Playing with colour in relation to light. I'm not particularly fond of this after I realized that I was paying too much attention to where my core shadows where, my full light blocks and my rim lighting rather than having a strong underlying understanding of the planes to support it, with a strong underlying anatomy to support that. The quick construction you see there was more of an afterthought when I realized I was essentially working backwards; rendering first and leaving construction till later.
Yes, I did this after watching Avatar again (for research purposes I swear) and yes, I could think of nothing but blue people. Initially I did this to try and figure out how the light's sun would actually react on such a blue surface, but I got so carried away with the blue in the picture that it ended up being monochromatic. At best the rim lighting is mixed with a little bit of green just to try and slightly bias towards sun yellow/gold/red, but if I went any further than that, it felt out of place. I think to have solved that I should have put in the atmosphere first and determined the colour of the whole scene before trying to figure out how the skin tones would react to it.
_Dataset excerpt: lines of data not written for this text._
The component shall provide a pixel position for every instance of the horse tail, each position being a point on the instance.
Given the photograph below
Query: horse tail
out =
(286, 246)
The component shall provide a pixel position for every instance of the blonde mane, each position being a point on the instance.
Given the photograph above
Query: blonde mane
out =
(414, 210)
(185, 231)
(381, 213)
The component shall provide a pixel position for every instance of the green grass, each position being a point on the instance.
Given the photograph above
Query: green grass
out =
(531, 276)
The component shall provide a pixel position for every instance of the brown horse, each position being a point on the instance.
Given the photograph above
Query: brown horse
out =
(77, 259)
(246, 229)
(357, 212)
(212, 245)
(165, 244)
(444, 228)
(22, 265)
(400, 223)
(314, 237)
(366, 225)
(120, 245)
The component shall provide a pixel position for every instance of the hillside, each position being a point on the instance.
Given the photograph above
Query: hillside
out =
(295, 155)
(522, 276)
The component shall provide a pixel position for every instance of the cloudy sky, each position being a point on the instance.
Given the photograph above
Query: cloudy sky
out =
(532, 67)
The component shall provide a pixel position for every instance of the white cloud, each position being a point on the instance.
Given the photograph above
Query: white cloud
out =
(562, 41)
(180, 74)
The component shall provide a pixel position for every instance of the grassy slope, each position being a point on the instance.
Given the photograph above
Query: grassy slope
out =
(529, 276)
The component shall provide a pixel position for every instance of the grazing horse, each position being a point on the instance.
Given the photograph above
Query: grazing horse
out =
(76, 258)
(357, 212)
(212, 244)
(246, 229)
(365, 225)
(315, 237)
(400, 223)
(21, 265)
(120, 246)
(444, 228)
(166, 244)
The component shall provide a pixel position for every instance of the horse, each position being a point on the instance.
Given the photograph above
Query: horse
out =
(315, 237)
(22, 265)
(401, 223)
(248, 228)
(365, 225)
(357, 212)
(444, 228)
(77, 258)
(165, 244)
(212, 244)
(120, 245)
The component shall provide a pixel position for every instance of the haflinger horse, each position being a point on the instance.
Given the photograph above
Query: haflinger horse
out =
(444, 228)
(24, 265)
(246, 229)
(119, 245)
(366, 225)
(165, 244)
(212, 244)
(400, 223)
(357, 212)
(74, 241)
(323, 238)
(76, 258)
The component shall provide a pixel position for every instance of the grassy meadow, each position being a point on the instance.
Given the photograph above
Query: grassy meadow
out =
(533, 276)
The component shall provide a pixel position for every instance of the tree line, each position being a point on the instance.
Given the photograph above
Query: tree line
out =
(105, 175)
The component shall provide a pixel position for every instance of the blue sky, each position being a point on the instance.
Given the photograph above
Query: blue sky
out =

So, short lesson learned from this painting: Be more conscious of my work pipeline.
Construct the anatomy first,
work out the planes second,
determine scene lighting,
determine object colours (assuming composition isn't an issue)
try to figure out the clusterfudge that lighting is.
Oh James Gurney, don't fail me now.
I want to reconstruct the anatomy again, but after seeing
Allison Theus' Deviantart library of creature designs, I don't feel like bothering.
Thus ends studies on the 24th of June.